OLYMPIA — Members of the Chehalis River Basin Flood Authority on Thursday urged the Capital Budget Committee to support their proposed, $28-million portfolio of flood mitigation projects.
The governor’s group — which includes representatives from the Flood Authority and the Chehalis Tribe — presented the proposal to Gov. Chris Gregoire earlier this month for consideration in her outgoing capital budget. The governor has pledged to dedicate money, as long as the group agrees on a basin-wide plan to reduce flood damages.
“There is broad support amongst all basin governments for (the governor’s group) recommendations,” Flood Authority facilitator Jim Kramer said on Thursday.
Taken together, the group’s proposed actions represent a serious investment in short-term flood damage reduction and long-term preparation for future decisions, Kramer said.
Their proposal has five key components: Determining the feasibility of a water retention structure in conjunction with I-5 improvements; Continuing a series of small-scale, local projects that reduce flood damage, some of which were already started with Jobs Now Act money; Improving fish habitats and floodplain function; Reducing the cost of repetitive damage to residents through a strategic program of buyouts and improvements to homes; And maintaining the early warning system.
Much of the work is based on the Chehalis River Basin Alternatives Report, a document published in July that was authored by the William D. Ruckelshaus Center at the University of Washington and Washington State University, with input from basin stakeholders.
With more than 800 flood studies completed over the last century, the alternatives report — and the governor’s group plan — took a different tact, Kramer said.
“The real hope with this report … (was) not to propose another study, but instead to propose the actions that should be taken,” he said.

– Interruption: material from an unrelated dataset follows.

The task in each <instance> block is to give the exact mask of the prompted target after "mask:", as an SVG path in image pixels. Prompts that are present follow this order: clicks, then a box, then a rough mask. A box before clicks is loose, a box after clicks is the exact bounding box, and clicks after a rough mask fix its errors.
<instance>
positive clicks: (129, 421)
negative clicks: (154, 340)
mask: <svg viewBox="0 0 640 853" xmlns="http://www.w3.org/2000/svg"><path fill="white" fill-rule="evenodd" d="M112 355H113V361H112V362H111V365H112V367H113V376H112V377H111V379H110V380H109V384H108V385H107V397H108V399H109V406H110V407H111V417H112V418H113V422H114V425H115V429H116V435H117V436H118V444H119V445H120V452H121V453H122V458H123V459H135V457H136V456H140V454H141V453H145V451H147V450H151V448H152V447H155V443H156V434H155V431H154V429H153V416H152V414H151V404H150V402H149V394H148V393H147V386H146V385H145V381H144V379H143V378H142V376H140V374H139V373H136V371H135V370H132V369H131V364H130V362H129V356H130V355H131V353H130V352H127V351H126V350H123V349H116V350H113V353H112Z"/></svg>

Keith Phillips, policy adviser to Gov. Gregoire, told the Capital Budget Committee on Thursday that the governor is dedicated to flood mitigation efforts.
Gov. Gregoire first witnessed the 2007 flood from a helicopter, where she observed high waters and damage to homes and business, Phillips said.
“And then she landed. She saw the people, their broken homes; what they held in their arms and what they held in their eyes,” he said. “It was at that point that she committed herself to a different outcome.
“It wasn’t just the freeway and the local economy. It was about helping people in the basin step up to future floods,” he said.
With help from the Ruckelshaus Center, various factions in the basin have come together to create a shared vision for the future, according to Phillips.
“When the governor heard the group’s recommendations, she was impressed,” he said. “She has often said that in order to make real progress on water, all the key interests in the basin need to step up and move forward together.”
“That was really her challenge, and, in this case, her hope fulfilled,” he said.
The governor has not yet made a final decision on how much money she will provide in her 2013-15 capital budget, which will be released in mid-December.